I hadn't really realized until Monday's meltdown that this man, now old and retired, still held that type of power over me. I held onto my anger for the others who would go through what I did. And yet, without knowing it, he still made me feel like the little girl with the lazy eye and the buck teeth and the tiny frame that was useless to stop the boys oh so much bigger than me.

I remember a couple of my bullies names by heart. Isaiah is the worst. He was the main perpetrator in elementary school, and already at 9 a large boy---three to four times my size at least. To this day I know I can spot him in a crowd, the eyes give him away. But for whatever reason he's not the one that I fear the most or the one that plagues me.

It's the principal. He was the bully leader---all without ever laying a hand on me. It is his actions---and inaction---that have scarred me and wounded me in ways I'm not sure I'll ever heal.

And of course in the process of my meltdow and the calming period after, I felt that nagging voice rear up and scream, "It was YEARS ago. Let it GO already." It seems silly to let something so old come back and bite me like this, to let something I can't change---the past---haunt me like this. I know that other people have it harder and have fresh emotional turmoil happening right now. It makes what I went through EONS ago seem trivial in light of that.

And yet it's like a loose tooth right now. Maybe it's because I tend to put immense pressure on myself not to screw up, to not fail, to be perfect. Maybe it's because lately I have felt---no matter how irrational it is---somewhat like a failure, spinning my wheels to no where fast. Maybe it's because of the Newton tragedy. As selfish as it is, one of my first thoughts about the principal being shot to death in defense of her students was, "Huh. My elementary principal would have NEVER done that. He would have blamed the dead kids first."

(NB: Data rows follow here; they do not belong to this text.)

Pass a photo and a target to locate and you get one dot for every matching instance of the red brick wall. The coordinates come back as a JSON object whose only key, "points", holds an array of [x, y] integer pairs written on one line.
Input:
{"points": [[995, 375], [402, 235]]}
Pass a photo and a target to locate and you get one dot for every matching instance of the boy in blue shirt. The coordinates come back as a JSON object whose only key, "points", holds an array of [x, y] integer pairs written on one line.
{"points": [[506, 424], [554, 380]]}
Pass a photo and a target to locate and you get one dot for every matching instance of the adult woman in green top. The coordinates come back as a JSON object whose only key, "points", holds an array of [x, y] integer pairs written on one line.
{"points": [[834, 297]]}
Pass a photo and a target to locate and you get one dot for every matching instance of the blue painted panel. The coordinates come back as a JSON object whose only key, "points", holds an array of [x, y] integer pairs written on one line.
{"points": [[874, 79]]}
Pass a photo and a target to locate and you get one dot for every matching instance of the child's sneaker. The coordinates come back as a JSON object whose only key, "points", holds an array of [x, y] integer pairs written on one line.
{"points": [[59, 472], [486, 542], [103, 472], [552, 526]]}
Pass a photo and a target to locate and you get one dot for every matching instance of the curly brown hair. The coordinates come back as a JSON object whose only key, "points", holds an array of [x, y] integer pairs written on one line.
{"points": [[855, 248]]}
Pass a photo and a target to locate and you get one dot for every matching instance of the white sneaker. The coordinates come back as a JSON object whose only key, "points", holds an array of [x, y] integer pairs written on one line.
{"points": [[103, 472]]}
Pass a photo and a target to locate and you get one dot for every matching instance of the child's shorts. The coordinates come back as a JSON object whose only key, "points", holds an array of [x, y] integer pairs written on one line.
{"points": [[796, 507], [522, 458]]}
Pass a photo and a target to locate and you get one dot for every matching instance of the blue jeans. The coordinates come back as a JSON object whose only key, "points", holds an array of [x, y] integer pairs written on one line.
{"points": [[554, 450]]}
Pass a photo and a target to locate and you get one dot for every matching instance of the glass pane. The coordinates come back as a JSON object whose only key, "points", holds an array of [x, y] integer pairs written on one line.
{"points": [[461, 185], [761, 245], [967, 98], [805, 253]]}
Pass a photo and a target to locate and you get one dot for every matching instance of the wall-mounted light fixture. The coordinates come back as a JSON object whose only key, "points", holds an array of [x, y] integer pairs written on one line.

Maybe, and it's the hardest thing to admit, it's because despite liking to think I've healed from what happened, that I have risen above and become stronger---as that teacher so callously predicted---for what happened, that I am a better person for knowing such adversity, that underneath it all I'm still that little girl sitting in that stuffy office being told, "I love each and every one of you," only to be blamed in the end for the dark bruises on my back or the tears on my cheeks.

There doesn't seem to be an easy answer for this.

I remember my first year out of highschool, going to college. It took me a solid year to come out of my shell, to become bold enough to speak my mind in front of more than just my parents, to not just be a wall flower. I wanted, more than anything, to strip the ice princess mask I wore all through high school to insulate myself from the bullies still around---now playing a much more psychological bullying game than physical. I was quiet---not out of shynes but out of sheer survival. I knew if I opened my mouth and exposed one truth about myself it was check mate and they'd have me cornered. So I kept it shut, rebuffed everyone and watched everyone with such mistrust. Out of that environment, I knew I wanted to be anything but that.

I think I've succeded, and I suppose that means I've made progress in healing.

It just doesn't seem to be enough. There's that wound, rubbed raw with salt now, throbbing and calling out for attention. How I go about healing it is in many ways beyond me.

Somehow, without my ever realizing it, I let him still have power over me.

I often wonder how many others are like me out there---in the adult world, adjusting more or less to adult world politics---yet still carrying the awful scars of being bullied not just by peers but by the authority meant to protect them. How many have it come back to haunt them this way? How many survived it, but still find themselves powerless to a past they can't seem to outrun?

Most of all, I wonder why. How can anyone in authority ever stand by and allow it to happen---knowing full well it'll stay with that child for the rest of their lives?